The character of the “important person” represents the apex of this satire. Probably because he has only recently been promoted, the “important person” is intent on demonstrating his influence at every turn, and Gogol highlights how this insecurity moves him to institute all sorts of useless and inefficient procedures in order to shore up his social status. Another example of Gogol’s satire of this figure is the moment when the “certain important person” is shown intimidating Akaky Akakievich. The narrator tells us that he speaks in a “voice abrupt and firm,” but also that this specific voice is one the important person “had purposely studied beforehand in his room, alone and in front of a mirror, a week prior to receiving his present post and the rank of general.” This deflates the general’s authority and renders him somewhat ridiculous. However, Gogol also shows the futility of this obsession: the “important person” is especially cruel to Akaky because a childhood friend of the general’s is visiting who he wishes to impress and show how far he has come in life. Ironically, the friend is certainly impressed, but not in a positive way: he too becomes rather afraid, and seems no longer sure of who it is that his friend has become.

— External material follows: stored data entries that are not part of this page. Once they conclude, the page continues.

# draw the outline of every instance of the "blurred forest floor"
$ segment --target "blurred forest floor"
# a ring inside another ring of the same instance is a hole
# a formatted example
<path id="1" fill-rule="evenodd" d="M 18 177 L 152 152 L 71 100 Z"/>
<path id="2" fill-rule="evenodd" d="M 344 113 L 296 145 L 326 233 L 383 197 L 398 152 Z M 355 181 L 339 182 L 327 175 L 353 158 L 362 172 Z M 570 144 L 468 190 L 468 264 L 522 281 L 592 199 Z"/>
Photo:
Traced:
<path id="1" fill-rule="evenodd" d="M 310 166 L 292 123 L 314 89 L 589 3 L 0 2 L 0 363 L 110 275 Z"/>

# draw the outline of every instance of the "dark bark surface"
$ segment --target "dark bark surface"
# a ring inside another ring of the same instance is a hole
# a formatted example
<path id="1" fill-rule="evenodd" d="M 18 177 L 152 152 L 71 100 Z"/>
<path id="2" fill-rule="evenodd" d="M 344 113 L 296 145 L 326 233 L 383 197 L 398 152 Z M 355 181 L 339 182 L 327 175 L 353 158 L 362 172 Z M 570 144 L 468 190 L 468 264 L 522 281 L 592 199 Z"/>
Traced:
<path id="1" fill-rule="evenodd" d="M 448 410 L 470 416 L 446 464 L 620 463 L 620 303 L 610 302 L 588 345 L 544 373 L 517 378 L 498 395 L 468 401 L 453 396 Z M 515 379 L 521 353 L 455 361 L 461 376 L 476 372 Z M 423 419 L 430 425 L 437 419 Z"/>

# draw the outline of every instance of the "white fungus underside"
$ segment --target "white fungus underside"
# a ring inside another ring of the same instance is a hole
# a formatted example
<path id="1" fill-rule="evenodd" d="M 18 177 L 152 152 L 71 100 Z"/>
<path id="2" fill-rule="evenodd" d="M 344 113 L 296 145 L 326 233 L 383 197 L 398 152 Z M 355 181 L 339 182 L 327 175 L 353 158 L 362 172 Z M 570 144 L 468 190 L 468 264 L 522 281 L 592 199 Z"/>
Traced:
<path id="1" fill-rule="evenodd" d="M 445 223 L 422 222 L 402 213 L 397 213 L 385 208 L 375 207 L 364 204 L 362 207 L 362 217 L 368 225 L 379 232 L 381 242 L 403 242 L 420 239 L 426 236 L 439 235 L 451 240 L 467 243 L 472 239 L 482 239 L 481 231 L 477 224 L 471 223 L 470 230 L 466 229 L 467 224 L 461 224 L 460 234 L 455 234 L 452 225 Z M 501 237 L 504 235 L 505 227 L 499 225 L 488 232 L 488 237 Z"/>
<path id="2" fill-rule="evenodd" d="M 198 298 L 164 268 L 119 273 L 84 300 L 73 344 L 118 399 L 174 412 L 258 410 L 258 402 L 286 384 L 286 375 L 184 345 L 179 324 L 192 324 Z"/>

Self-reflexivity, which was previously discussed in Part 1, is an important feature of “The Overcoat” not merely in itself or even because it sets the story’s familiar and conspiratorial tone but because it allows Gogol to play around with literary convention. In fact, he often acknowledges and makes fun of literary convention in order to break with it. This is apparent in the way that the narration oscillates between a traditional form of third-person omniscient narration that can include free-indirect speech, and a self-conscious, subjective narration that admits its own limitations in a way that can be purposefully contradictory. For example, the narrator first admits that his memory is failing and he cannot recall where the clerk who hosted the party lived. However, having said this, the narrator then transitions back to a kind of omniscient third-person narration that is very sure of itself, creating a direct contrast with the subjectivity that he has just admitted: “Akaky Akakievich had first to pass through some deserted, sparsely lit streets, but as he approached the clerk’s home, the streets became livelier, more populous, and better lit.” In this way, Gogol exposes the fact that even stories that seem to be told by narrators with perfect knowledge nonetheless originate from an specific person with imperfect knowledge.